Sometimes a party’s attempt to assert his or her rights will “toll” the statute of
limitations, giving the party additional time to file suit.
subpoena
A command, issued under authority of a court or other authorized government entity,
to a witness to appear and give testimony.
summary judgment
A decision made on the basis of statements and evidence presented for the record
without a trial. It is used when it is not necessary to resolve any factual disputes in
the case. Summary judgment is granted when – on the undisputed facts in the record
– one party is entitled to judgment as a matter of law.
t
temporary restraining order
Prohibits a person from taking an action that is likely to cause irreparable harm. This
differs from an injunction in that it may be granted immediately, without notice to the
opposing party, and without a hearing. It is intended to last only until a hearing can
be held. Sometimes referred to as a “T.R.O.”
testimony
Evidence presented orally by witnesses during trials or before grand juries.
toll
See statute of limitations.
tort
A civil wrong or breach of a duty to another person. The “victim” of a tort may be
entitled to sue for the harm suffered. Victims of crimes may also sue in tort for the
wrongs done to them. Most tort cases are handled in state court, except when the tort
occurs on federal property (e.g., a military base), when the government is the
defendant, or when there is diversity of citizenship between the parties.
transcript
A written, word-for-word record of what was said, either in a proceeding such as a
trial, or during some other formal conversation, such as a hearing or oral deposition.
trustee
In a bankruptcy case, a person appointed to represent the interests of the bankruptcy
estate and the unsecured creditors. The trustee’s responsibilities may include
liquidating the property of the estate, making distributions to creditors, and bringing
actions against creditors or the debtor to recover property of the bankruptcy estate.
u
uphold
The appellate court agrees with the lower court decision and allows it to stand. See
also affirmed.
U.S. Attorney
A lawyer appointed by the President in each judicial district to prosecute and defend
cases for the federal government. The U.S. Attorney employs a staff of Assistant
U.S. Attorneys who appear as the government’s attorneys in individual cases.
v
venue
The geographical location in which a case is tried.
verdict
The decision of a trial jury or a judge that determines the guilt or innocence of a
criminal defendant, or that determines the final outcome of a civil case.
voir dire
The process by which judges and lawyers select a trial jury from among those eligible
to serve, by questioning them to make certain that they would fairly decide the case.

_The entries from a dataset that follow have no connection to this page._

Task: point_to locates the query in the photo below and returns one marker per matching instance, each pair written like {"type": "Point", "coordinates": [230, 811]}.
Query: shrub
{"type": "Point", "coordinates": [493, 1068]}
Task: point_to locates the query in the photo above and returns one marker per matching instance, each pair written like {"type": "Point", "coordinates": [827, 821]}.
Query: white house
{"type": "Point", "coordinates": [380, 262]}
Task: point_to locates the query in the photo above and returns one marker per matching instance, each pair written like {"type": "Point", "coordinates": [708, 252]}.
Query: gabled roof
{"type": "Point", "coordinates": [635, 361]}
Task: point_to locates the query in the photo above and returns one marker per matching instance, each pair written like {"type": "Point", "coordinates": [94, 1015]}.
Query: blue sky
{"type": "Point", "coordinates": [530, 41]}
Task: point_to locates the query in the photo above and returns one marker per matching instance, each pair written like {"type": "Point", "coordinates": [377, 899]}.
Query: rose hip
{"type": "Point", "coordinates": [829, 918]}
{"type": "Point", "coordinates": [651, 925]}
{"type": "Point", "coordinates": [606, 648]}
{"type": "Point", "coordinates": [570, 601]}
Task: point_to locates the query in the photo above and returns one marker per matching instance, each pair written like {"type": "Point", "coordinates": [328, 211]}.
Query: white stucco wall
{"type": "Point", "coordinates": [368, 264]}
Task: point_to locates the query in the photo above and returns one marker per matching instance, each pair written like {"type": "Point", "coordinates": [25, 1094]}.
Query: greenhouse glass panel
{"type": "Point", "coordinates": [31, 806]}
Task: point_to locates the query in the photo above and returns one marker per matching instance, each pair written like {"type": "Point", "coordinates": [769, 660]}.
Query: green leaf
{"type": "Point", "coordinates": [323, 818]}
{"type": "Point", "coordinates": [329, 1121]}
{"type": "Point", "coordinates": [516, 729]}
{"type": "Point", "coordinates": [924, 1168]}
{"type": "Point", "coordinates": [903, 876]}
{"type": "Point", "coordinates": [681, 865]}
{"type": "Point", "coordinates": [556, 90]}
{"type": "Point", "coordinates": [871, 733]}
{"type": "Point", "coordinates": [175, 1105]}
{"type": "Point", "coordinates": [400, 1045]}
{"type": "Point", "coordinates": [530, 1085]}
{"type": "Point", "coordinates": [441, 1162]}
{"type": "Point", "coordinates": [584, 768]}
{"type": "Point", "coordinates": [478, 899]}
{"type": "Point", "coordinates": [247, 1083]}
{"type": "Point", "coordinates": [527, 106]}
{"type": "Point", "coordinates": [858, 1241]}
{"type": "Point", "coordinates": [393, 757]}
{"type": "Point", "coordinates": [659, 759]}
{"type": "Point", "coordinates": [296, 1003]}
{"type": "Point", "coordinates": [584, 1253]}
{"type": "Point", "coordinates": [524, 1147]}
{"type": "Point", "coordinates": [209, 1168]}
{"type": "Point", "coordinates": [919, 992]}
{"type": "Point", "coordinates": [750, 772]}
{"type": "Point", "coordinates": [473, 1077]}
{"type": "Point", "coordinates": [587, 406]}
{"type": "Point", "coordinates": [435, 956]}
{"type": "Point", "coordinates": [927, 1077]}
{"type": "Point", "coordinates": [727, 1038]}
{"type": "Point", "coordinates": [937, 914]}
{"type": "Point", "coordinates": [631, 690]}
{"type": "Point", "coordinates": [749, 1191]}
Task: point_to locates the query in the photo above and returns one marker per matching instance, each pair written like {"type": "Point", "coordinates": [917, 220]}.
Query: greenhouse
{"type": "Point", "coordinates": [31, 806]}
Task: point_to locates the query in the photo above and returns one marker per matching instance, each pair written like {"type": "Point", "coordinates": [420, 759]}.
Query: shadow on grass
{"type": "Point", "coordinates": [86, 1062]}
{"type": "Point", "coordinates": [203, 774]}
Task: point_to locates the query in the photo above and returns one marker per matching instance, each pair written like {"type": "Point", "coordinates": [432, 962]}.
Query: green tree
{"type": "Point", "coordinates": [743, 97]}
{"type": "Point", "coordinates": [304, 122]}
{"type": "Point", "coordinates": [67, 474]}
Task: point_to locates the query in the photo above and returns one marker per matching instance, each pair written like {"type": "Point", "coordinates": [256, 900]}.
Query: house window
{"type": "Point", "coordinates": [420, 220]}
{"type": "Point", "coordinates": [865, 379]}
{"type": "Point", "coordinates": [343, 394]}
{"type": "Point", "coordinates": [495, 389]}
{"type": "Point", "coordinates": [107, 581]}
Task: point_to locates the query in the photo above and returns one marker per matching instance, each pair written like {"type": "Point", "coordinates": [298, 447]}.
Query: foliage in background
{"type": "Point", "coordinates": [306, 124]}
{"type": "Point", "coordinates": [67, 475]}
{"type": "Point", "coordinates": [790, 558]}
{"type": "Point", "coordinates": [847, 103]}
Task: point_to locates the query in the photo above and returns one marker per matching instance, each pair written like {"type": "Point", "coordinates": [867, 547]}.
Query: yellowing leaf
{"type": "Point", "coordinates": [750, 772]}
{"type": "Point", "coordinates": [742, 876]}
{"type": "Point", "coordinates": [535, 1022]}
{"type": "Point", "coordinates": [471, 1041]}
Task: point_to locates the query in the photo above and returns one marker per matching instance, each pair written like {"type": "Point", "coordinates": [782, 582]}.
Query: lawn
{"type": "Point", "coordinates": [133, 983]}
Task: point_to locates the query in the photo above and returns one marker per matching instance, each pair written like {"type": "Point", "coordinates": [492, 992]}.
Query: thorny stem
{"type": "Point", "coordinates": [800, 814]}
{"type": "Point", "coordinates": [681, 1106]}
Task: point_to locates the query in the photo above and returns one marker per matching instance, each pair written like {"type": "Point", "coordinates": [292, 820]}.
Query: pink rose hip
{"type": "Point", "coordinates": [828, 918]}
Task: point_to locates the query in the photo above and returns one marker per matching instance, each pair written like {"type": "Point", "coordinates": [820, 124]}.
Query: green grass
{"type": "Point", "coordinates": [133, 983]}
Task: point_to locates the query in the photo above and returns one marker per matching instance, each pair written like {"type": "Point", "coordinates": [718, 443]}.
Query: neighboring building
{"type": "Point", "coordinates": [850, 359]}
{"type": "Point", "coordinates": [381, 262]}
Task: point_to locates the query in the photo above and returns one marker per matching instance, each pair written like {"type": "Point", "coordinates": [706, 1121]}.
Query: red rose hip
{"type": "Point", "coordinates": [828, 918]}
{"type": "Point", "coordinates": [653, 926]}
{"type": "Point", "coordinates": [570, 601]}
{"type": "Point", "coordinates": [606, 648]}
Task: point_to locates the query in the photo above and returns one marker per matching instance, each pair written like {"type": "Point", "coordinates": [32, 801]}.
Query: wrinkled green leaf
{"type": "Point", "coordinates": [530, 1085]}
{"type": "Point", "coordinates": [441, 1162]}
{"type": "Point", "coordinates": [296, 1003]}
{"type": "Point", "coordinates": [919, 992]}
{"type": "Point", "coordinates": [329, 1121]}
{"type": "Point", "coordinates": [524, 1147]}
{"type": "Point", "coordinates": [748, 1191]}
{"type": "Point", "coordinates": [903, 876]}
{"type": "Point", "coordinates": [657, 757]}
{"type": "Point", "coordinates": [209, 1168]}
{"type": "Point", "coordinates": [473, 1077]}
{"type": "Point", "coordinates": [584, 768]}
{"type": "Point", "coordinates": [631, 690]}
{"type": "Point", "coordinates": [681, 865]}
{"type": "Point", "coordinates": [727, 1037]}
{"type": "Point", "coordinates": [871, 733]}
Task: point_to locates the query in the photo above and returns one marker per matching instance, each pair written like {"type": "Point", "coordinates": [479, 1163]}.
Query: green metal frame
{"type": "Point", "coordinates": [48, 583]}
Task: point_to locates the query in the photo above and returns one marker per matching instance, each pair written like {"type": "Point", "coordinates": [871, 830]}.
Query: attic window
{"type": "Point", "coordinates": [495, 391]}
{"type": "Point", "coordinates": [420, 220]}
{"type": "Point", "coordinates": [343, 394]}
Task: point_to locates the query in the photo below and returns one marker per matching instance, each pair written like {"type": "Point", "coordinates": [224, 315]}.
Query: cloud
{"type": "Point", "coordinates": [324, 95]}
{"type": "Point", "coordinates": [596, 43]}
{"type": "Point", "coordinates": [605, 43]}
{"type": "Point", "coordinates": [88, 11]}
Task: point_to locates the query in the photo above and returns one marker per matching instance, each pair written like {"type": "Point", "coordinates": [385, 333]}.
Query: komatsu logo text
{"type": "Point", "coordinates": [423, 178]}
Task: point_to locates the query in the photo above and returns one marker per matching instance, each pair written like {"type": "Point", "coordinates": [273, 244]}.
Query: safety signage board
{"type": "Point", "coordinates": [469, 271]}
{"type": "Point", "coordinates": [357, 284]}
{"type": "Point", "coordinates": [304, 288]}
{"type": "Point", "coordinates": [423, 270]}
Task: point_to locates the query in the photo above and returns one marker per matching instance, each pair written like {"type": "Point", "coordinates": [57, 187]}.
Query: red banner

“Voir dire” is a phrase meaning “to speak the truth.”
w warrant
A written order authorizing official action by law enforcement officials, usually
directing them to arrest the individual named in the warrant. A search warrant orders
that a specific location be searched for items, which if found, can be used in court as
evidence.
witness
A person called upon by either side in a lawsuit to give testimony before the court or
jury. A witness must have specific knowledge of what happened; witnesses are
generally not allowed to present hearsay, opinions, or speculation about events to
which they testify.
writ
A formal written command or order, issued by the court, requesting the performance
of a specific act.
writ of certiorari
An order issued by the U.S. Supreme Court directing the lower court to transmit
records for a case which it will hear on appeal.